Nice to have a self build system. Of course, nicer would be to have a self programmed system.

How much time? I do not have much time! I never did buildworld. Sometimes I compile the kernel, no more.

I have some compiled programs in /usr/opt, and I decided to reduce the number to the absolutely necessary by using as much packages as necessary. I recognize that packages are a valuable service.

Do you like to compile, to build? Then become a package/port maintainer! There are a lot of orphaned ports, there are a lot of programs that can become a port.


----------



## SirDice (Apr 4, 2022)

Make sure you do a `make clean`, or your build times will be skewed by earlier builds.


----------



## grahamperrin@ (Apr 4, 2022)

SirDice said:


> Make sure you do a `make clean`,



Will it make the subsequent build slower, or faster?


----------



## SirDice (Apr 4, 2022)

grahamperrin said:


> Will it make the subsequent build slower, or faster?
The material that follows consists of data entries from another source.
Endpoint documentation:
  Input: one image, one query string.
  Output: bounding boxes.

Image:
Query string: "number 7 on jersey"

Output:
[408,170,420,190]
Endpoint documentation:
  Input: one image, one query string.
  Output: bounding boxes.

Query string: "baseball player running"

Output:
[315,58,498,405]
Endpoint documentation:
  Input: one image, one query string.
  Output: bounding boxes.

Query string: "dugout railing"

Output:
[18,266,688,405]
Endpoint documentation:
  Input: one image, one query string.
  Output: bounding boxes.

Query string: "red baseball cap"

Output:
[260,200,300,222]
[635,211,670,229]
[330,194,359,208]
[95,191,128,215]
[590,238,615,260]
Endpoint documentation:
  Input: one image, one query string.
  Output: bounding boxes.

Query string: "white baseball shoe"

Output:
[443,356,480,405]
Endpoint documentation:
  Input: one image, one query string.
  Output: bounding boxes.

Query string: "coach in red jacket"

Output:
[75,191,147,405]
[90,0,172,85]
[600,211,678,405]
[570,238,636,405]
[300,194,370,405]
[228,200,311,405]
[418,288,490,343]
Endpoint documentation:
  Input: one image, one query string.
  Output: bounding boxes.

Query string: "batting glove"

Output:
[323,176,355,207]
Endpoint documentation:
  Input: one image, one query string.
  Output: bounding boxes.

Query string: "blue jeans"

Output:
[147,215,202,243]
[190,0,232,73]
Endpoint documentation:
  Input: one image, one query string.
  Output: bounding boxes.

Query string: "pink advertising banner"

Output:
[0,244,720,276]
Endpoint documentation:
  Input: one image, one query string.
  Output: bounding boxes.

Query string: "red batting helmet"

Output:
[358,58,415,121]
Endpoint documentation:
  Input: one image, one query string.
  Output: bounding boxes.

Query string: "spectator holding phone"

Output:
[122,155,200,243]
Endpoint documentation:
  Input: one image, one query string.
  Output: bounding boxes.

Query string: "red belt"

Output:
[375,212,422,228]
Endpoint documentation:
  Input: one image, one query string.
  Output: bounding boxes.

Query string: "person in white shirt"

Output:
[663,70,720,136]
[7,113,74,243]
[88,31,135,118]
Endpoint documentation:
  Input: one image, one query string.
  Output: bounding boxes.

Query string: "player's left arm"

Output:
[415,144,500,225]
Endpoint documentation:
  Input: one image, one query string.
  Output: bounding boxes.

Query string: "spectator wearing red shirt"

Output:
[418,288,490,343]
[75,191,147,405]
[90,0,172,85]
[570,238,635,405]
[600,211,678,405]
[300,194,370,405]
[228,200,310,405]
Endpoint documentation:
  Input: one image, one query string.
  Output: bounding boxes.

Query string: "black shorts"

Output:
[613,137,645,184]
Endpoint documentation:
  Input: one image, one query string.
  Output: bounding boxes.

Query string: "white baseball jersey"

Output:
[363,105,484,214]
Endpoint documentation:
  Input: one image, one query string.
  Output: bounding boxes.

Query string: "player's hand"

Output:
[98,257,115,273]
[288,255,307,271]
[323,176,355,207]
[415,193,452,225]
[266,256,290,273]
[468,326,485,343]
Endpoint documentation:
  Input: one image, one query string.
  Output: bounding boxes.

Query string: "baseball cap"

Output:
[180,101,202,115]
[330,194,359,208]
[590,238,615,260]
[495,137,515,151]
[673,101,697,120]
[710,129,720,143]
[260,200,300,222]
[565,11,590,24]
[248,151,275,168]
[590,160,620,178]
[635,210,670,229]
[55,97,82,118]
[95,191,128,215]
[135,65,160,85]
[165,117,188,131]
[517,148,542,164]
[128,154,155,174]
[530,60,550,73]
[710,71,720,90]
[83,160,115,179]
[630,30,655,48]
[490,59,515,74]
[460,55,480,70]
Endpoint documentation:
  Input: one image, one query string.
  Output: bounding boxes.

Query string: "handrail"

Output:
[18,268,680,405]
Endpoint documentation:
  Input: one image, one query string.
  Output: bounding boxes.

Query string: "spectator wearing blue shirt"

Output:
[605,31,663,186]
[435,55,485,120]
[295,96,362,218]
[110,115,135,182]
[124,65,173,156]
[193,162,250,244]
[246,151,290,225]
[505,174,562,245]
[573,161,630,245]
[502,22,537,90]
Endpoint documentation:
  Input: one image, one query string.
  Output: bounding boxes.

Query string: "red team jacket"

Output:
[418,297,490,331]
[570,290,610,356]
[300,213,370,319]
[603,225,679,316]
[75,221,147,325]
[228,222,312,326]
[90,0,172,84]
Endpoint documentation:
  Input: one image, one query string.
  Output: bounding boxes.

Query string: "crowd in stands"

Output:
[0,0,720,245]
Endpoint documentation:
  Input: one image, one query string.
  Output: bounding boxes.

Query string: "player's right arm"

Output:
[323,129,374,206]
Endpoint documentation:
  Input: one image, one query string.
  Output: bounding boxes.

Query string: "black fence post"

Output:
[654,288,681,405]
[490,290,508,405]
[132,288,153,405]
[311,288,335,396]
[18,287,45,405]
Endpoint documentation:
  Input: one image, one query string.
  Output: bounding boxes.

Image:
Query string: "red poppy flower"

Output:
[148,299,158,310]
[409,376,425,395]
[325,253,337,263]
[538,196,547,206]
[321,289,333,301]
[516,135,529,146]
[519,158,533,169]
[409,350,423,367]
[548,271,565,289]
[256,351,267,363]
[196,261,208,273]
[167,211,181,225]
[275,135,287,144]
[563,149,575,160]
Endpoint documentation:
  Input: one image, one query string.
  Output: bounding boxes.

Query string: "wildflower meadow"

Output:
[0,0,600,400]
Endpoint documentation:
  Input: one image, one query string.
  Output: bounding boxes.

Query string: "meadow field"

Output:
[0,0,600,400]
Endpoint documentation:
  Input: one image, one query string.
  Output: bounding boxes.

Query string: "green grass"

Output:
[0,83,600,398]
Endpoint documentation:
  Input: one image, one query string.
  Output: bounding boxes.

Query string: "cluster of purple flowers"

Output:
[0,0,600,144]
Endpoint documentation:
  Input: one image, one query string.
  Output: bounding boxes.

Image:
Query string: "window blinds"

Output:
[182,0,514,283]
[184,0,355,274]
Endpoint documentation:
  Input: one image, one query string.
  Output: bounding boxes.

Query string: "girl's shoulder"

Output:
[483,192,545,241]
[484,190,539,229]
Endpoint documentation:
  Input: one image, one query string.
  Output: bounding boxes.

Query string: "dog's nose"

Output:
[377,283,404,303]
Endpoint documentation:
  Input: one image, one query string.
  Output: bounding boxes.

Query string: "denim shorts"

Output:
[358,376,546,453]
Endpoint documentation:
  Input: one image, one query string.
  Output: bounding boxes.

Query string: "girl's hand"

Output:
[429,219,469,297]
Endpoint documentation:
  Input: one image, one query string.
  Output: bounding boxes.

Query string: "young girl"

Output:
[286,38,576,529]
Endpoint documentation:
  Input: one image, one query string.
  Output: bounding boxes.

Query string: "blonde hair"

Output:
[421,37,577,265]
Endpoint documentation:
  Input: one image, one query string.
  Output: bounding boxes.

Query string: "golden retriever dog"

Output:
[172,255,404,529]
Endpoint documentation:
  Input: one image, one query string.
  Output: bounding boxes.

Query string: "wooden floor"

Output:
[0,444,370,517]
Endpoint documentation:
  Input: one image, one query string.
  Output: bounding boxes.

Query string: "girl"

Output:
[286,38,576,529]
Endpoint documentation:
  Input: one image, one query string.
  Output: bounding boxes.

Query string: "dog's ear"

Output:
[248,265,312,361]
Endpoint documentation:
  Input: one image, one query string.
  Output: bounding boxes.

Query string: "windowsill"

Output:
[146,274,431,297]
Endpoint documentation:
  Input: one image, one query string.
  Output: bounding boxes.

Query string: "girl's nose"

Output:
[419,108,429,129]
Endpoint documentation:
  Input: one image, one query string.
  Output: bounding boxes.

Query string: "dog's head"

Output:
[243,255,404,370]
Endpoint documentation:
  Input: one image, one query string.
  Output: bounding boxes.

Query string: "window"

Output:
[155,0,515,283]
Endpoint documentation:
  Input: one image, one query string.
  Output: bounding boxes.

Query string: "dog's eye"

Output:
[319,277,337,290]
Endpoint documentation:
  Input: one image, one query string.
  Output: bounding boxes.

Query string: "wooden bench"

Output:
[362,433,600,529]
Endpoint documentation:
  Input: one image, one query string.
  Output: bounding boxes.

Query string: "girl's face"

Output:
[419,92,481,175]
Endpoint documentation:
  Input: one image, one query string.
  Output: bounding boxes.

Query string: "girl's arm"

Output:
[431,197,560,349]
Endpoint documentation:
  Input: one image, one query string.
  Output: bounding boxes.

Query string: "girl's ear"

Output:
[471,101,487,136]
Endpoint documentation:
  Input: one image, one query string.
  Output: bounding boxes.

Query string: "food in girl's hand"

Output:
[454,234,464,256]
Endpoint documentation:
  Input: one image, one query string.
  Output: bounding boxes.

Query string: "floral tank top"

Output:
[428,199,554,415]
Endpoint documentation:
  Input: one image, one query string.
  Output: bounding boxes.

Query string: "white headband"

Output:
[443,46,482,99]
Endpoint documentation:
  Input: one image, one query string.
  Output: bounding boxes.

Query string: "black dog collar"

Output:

If you use WITH_META_MODE it will only rebuild what needs to be rebuild. So this will skew your build times. Numbers are only comparable if they're a "full" build, from start to finish. Hence a `make clean` to clear out any of the previous builds. Or else you're comparing partial build times with complete build times.


----------



## MarcoB (Apr 6, 2022)

Just got a new system after 18 years, so couldn't resist to post here. A full buildworld finished in 1141 seconds. The kernel was built in exactly 100 seconds. So I'm quite happy


----------



## covacat (Apr 6, 2022)

if exit code does not count, under one second


----------



## astyle (Apr 6, 2022)

covacat said:


> if exit code does not count, under one second


Did the compilation even start for you?


----------



## meaw229a (Apr 7, 2022)

MarcoB said:


> Just got a new system after 18 years, so couldn't resist to post here. A full buildworld finished in 1141 seconds. The kernel was built in exactly 100 seconds. So I'm quite happy


What's the hardware?


----------



## MarcoB (Apr 7, 2022)

It's an Intel i9-10900x, 64GB ram, 500GB SSD and a 2TB harddrive.


----------